A/N: Here we go! And I must say that I think I am becoming a better writer! Before my writing was horrendous! Now it's decent. I'm trying :P.
THIS WAS SO FUN TO WRITE!!! Hehe, I've read romance before, tell me if it was ANY good lol.
Chapter Eleven: Cold Chowder
Disclaimer: I do not own Inuyasha
3:48pm Fourth Day
"Rock! --"
"Paper! --Hah, I win!" Kagome cried out and through her fists into the air in triumph. Her face was full of determination and domination. His wasn't.

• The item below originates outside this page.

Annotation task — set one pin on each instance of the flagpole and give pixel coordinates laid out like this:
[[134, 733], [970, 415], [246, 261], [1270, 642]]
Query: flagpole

Inuyasha frowned and folded his arms together. For some reason he just had no luck in this game. He had won almost all the matches for the first while, but then for the past half hour, he'd lost every single game.
"Keh, you only win because I let you…"
"Uh huh, like I'll believe that one!" Her large proud grin tinkered down his frustration slightly. She had to be so damn cute! It wasn't fair; he couldn't seduce her with just a smile! Well, he'd never really tried…
Inuyasha gave her his wicked half smile and just stared straight into her eyes. At first she obviously took it in as a game; maybe a staring contest. Then, she faltered, and he was surprised. So he did have an affect with a smoldering gaze.
"So, uh, we got any food left? You hungry?" she asked, clearly vaguely nervous and modestly uncomfortable. He smirked, releasing her.
"Sure and I dunno, but, I'll watch you check."
A pause.
"That's…funny. I thought you said--"
"You heard me pretty damn well the first time, I think," Inuyasha said, putting his 'look' back on. He stared straight at her lips. He was getting a kick out of this. She blushed and, to cover it up, scowled her Inuyasha-absorbing scowl of hers.
"You pervert! Quit being like Miroku!"
"Maybe…that's what I'm trying to do…"
Kagome's watch beeped four times, telling them it was 4 o'clock. It definitely ruined the mood.
But it was what he'd said that really DID shut her up.
He didn't want her to stop talking though…
"What's the matter with you all o' sudden, Kagome?" he put on his most innocent puppy gaze, and unknowingly made Kagome's heart skip a beat.
She turned serious. "Nothing! There's nothing wrong here, nothing at all." Kagome walked over to the bag and shuffled around. "Why, I'm perfectly okay, and I, uh, nothing's the matter--"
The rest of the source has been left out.